Almost all the elements of Bishnupriya Manipuri culture, excepting a very few, are identical to those of Meitei culture. Religious performances, fine arts, Festivals, marriage, dress, ornaments - all these are common to both Bishnupriyas and Meiteis.
Sannamahi and Leimarel are worshiped in every house of the Meiteis. The other gods and the three hundred and sixty four deities are worshipped in the "Umanglai Laisangs" (temple of gods in the reserved woods with spacious grounds) in the villages. The performances are absent in BPM Culture. On the other hand Tulsipung and Githanipung are worshiped in every house of the Bishnupriyas and the "Kartika -festival" and "pali" , which are performed gorgeously by the Bishnupriyas has little importance in the Meitei culture.
Fine Arts: During the reign of king Bhagya Chandra, towards the 18th century, Vaishnavism became very popular in Manipur . As result Vaishnav Palakirtan with Mridanga and Kartalaa became the most prominent factor in manipuri fine arts. Rasleela is another most important aspect of manipuri culture. Here in Ras-dance the philosophy of the manipuris is the basis on which the philosophy of the Vaisnavism is the body and plot of the dances with the essence of the Bhagavata philosophy.
Religions and beleifs: The Bishnupriya Manipuris are said to be the followers of Vishnu from the ancient times, as before the reign of King Garib Nawaj. On the other hand, Meiteis are followers of Atiya Shidaba, Apanba and Asheeba, who are according to them are the three manifestations or incarnations of God as the creator, the preserver and the annihilator of this universe respectively. At the end of the 17th century and at the advent of the 18th century, great force of the Neo-Vaisnavism came and spread in this land. Later on, the Meiteis adopted Gouriya Vaisnavism.

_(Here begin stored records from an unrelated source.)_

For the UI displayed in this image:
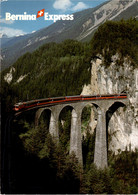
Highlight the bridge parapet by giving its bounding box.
[19,95,129,168]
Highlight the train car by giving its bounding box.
[13,93,127,111]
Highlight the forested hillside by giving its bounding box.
[1,19,138,194]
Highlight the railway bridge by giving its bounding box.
[30,97,128,169]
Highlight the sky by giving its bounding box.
[0,0,106,37]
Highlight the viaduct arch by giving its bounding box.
[35,99,128,169]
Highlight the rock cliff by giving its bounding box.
[82,54,138,154]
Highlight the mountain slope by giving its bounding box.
[2,0,137,69]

Meitei pangons are muslims and the observe Islam.
Festivals: To the Manipuris, festivals are the symbols of their cultural, social and religious aspirations which, besides removing the monotony of life by providing physical diversions, mental recreation and emotional outlet, help them lead a better and fuller life. Bishu, Rathyatra or Kang-Festival, Kartika festival, Maharas Purnima, Phaguwa or Holi festival ,Lai-Harouba, Thabol Chongba etc. are major manipuri festivals.
Marriage: Marriage in society is based on the Hindu pattern and mostly Aryan and non-Aryan elements having certain traditional customs. Out of the eight kind of marriage as referred in the Monu Songhita only Brahma and Kanya or Prajapatya are prevalent in the Society. There is the practice of Gandharva (secret union) system . the secret marriage
of Arjuna with Chitrangoda, the princes of Manipur, suggests as the Gandharva style of marriage. Marriage is restricted within the sub-clans or gutros in BM community.

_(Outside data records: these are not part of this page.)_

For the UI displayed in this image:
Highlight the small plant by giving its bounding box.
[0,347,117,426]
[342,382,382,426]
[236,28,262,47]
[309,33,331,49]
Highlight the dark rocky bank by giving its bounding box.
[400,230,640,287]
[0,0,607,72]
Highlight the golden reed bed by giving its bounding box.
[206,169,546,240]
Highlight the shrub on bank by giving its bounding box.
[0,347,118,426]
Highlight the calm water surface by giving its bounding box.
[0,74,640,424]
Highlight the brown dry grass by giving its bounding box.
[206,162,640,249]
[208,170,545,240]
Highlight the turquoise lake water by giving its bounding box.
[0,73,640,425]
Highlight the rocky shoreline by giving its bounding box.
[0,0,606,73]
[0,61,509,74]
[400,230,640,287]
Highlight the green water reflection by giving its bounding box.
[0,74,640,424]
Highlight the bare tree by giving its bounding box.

Class System: The Bishnupriya Manipuris are reputed to be a highly conservative race devoted to strict vedic culture. there is no Vaisya or Sudra people in this community excepting Ksatriyas and Brahmins. On the other hand the Meiteis are divided into seven yek's or Shalais. The Meitei Pangons have no class system.
Food: Rice, vegetable and fish are principle foodstuffs of both the Bishnupriyas and Meiteis. Meat and Drinking is strictly prohibited in the society. In religious and social feats even, fish is never used.
Dress and Ornaments: The dresses and Garments uses by the Manipuri Bishnupriya's and Meiteis are identical. The traditional dress used by the males is called Pachhati - a about five feet long cloth manufactured by themselves which worn round the waist. Females usually wares blouses with traditional Lahing/Fanek/Chakshabi (a coarse cloth with length wise stripes and embroidered on both sides length wise) with an Enaphi ( Single or multicolor coarse cloth with laces on both ends) and a Angei or blouse. The extreme beauty of women dress is the design of Moirang, a special and artistic type of embroidery which is done by the weavers.